Immaculata High School teacher Jillian Budgell says she has the best job in the school because she teaches the fun courses: theatre, cooking/hospitality and the Parenting course. She especially loves teaching the Raising Healthy Children unit of the latter, which includes a hands-on newborn care-giving experience. Students ‘check out’ a RealCare Baby3 Infant Simulator for 24 hours. These RealityWorks ‘babies’ have wireless programming to track and report on babycare behaviours. The babies look like real newborns and they ‘cry’ when they need to be fed, burped, rocked or changed.

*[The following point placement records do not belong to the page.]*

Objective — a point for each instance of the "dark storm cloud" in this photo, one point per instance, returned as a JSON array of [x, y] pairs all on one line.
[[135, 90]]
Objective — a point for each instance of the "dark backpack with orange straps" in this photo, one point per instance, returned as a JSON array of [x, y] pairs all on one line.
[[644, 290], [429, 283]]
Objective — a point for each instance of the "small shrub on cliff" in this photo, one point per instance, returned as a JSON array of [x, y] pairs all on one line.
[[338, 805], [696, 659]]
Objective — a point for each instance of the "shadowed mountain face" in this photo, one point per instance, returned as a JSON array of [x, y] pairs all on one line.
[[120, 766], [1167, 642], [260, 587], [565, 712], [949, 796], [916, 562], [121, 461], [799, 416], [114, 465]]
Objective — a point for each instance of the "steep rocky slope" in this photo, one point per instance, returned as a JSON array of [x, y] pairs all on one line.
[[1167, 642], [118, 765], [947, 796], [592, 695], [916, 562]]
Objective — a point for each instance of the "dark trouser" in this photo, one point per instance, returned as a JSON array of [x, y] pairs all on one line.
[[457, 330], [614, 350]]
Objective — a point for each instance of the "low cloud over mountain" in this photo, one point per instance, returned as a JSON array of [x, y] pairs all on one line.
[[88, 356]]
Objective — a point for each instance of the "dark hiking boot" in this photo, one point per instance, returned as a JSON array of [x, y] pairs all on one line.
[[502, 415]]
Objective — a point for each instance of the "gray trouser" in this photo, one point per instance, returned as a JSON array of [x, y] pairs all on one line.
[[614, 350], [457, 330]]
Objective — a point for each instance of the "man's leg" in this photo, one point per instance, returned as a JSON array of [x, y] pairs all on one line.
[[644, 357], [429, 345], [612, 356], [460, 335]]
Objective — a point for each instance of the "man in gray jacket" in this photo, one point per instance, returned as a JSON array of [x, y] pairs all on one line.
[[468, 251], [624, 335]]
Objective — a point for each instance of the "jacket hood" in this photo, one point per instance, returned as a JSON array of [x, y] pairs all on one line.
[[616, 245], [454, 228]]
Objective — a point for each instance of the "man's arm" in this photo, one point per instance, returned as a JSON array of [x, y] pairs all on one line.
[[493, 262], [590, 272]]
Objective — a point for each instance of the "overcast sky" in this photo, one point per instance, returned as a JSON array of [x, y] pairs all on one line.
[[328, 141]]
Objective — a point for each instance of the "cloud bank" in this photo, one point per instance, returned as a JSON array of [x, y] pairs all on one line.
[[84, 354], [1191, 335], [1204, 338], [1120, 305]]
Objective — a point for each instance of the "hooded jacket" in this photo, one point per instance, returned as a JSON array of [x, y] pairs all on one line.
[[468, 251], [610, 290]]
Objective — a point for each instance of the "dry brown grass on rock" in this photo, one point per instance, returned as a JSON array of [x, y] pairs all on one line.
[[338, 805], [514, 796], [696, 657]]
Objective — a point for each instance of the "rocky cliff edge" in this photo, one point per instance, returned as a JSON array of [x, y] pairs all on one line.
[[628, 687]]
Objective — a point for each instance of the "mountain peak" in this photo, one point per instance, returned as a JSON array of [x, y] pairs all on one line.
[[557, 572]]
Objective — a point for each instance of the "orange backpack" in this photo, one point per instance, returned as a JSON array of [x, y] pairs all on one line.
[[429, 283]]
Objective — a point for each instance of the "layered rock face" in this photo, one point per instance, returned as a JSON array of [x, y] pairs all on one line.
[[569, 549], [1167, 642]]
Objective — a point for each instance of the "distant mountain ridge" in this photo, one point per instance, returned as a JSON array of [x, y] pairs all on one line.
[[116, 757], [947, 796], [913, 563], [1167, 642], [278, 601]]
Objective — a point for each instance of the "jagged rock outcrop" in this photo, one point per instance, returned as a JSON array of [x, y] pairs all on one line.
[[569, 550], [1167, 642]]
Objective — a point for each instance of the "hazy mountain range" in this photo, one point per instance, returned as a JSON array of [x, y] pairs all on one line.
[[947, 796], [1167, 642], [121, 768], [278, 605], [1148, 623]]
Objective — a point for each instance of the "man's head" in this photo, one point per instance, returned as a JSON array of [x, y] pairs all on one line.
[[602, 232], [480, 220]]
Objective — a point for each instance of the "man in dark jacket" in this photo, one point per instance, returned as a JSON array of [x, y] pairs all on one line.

Isabella Schoorl (left) with Opal; Amber-Rose Erysthee (right) with Hakim. Photo by Lori Gandy

Isabella Schoorl (left) with Opal; Amber-Rose Erysthee (right) with Hakim. Photo by Lori Gandy



How it works


The babies come with security ID tags, each with a serial number that Budgell programs to a specific baby. Students wear a hospital bracelet with a tag programmed to their baby and they can’t take it off. Every time the baby fusses, students must tap their wrist tag to one of the baby’s sensors; a chime sounds, indicating the system recognizes the parent is present.

“If students don’t scan the tag, nothing works,” says Budgell. “So they can’t give baby to a parent while they go to the mall.”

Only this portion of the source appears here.